A little more?
Back in 1866, Steinheil in Germany and Dallmeyer in England patented virtually identical lenses at practically the same time. Steinheil called his "Aplanat", and Dallmeyer called his "Rapid Rectilinear".
Both of those names make some kind of sense, but to understand why they make sense we have to go back to what was available before then:
The earliest lenses were simple meniscii (plural of "meniscus"), which had a fairly wide field but lots of distortion, poor speed and lots of field curvature. Then along came Maximilian Petzval and his rapid portrait lens which was fast enough to take portraits in a single sitting without breaking for tea...
But that didn't help the landscape and architecture photographers much, since Petzval's lens only had about 10 degrees of sharp coverage (look at Jim Galli's wonderful pictures, which show very clearly what happens outside the sharp center).
So the race was still on, to make a lens with a minimum of distortion and a maximum of speed. Putting two equal meniscii together, one on each side of a central stop, solved the distortion problem. But to get acceptable coverage you were still limited to about f:22...
Cementing two elements of different refractive index together allowed construction of achromatic lenses, which eliminated the bothersome "focus shift": The human eye tends to see the sharpness as best when yellow light is in focus, but photographic materials were only sensitive to UV and blue light. If blue and yellow focus at different planes you need to correct for the difference between so called "Chemical focus" and "Optical focus".

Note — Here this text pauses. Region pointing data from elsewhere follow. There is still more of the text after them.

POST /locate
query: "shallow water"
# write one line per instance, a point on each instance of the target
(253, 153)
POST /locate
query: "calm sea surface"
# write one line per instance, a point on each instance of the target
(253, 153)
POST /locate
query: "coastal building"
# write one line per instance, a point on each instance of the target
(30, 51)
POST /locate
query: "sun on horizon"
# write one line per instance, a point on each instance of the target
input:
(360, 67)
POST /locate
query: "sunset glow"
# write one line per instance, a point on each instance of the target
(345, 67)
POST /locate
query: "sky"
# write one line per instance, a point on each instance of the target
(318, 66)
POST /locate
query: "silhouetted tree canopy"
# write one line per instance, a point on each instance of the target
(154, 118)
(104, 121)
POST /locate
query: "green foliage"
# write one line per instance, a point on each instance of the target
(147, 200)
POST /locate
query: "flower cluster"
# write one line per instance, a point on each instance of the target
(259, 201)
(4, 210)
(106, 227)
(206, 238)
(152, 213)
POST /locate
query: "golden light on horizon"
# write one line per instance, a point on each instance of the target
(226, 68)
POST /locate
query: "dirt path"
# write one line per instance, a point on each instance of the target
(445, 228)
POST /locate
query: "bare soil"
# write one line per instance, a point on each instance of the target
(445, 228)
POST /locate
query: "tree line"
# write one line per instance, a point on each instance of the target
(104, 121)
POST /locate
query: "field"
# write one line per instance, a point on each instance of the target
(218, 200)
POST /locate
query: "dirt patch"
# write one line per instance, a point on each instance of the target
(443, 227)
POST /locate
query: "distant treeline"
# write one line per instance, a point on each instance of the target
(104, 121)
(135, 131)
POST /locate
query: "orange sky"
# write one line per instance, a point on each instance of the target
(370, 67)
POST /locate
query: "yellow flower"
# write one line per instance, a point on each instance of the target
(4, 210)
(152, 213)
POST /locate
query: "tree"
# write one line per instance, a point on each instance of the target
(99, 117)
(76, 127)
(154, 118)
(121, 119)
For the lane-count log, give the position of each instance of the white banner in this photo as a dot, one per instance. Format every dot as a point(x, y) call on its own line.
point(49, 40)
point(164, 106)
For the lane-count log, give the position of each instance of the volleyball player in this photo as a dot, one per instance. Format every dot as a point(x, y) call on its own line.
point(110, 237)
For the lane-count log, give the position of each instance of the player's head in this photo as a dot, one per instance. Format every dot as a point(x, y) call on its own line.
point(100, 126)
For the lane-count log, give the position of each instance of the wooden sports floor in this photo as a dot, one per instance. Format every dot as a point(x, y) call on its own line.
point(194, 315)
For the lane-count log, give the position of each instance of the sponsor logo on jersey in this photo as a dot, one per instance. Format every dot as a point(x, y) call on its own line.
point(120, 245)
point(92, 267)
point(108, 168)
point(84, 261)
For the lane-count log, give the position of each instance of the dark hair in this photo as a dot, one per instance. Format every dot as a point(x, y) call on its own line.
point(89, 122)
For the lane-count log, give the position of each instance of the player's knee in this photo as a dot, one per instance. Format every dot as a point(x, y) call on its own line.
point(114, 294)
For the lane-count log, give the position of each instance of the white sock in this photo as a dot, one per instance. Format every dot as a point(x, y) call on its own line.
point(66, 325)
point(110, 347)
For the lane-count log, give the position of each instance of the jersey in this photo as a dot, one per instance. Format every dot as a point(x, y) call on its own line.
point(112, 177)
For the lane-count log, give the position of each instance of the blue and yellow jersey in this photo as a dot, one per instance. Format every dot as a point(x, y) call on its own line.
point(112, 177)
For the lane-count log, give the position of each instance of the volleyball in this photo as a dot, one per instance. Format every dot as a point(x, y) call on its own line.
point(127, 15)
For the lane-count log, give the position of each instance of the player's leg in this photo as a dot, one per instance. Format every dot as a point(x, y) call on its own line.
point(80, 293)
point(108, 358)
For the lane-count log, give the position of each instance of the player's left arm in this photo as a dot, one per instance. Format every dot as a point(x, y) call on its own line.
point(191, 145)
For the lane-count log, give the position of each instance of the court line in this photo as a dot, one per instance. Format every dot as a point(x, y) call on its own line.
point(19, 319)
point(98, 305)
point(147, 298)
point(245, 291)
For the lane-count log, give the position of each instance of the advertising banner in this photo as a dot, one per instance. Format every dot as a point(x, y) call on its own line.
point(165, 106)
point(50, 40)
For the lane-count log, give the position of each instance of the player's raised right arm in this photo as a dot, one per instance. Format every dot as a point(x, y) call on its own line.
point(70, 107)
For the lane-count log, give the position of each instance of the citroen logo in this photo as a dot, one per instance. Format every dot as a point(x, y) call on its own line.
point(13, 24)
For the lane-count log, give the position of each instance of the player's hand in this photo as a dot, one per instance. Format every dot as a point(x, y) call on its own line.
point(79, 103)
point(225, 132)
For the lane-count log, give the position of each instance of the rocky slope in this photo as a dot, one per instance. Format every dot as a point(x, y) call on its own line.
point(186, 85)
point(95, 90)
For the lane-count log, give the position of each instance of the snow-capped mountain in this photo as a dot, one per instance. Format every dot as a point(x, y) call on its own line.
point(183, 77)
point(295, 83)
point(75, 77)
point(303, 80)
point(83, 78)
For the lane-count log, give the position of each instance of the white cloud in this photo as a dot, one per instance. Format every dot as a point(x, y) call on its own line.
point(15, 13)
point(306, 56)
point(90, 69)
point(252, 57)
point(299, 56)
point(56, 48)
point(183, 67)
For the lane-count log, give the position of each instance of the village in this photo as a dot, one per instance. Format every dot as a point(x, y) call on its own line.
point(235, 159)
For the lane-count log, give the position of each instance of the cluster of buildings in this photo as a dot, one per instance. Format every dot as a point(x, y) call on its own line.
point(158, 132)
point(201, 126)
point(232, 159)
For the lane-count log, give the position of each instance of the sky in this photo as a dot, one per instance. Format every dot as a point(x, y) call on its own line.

Achromatic landscape lenses had good sharpness over a reasonably wide field, but were no faster than f:10 and really needed to be shot at f:32 to be any good. And the distortion was still there.
So someone put two of these "achromats" together like had been done with the Periskop, and the result was a reasonably fast distortionfree lens. This idea was so simple that noone knows who did it first, and it was sold under a staggering number of different names for some years. They were still only f:10 or so, but at least they were usable on calm days.
What Dallmeyer and Steinheil did was to reverse the order of the elements in each cell, putting the high-index negative element on the outside and a lower-index positive element on the inside. This gave a lens that had (a) a reasonably flat field, (b) no distortion, (c) no focus shift, and (d) all of this at a wider aperture than the old "symmetricals".
So Dallmeyer named his lens "Rapid Rectilinear" since it was faster than earlier rectilinear lenses.
and Steinheil used "Aplanat" for the flatter image field than earlier lenses with similar coverage (like his own Gruppen-Antiplanet)!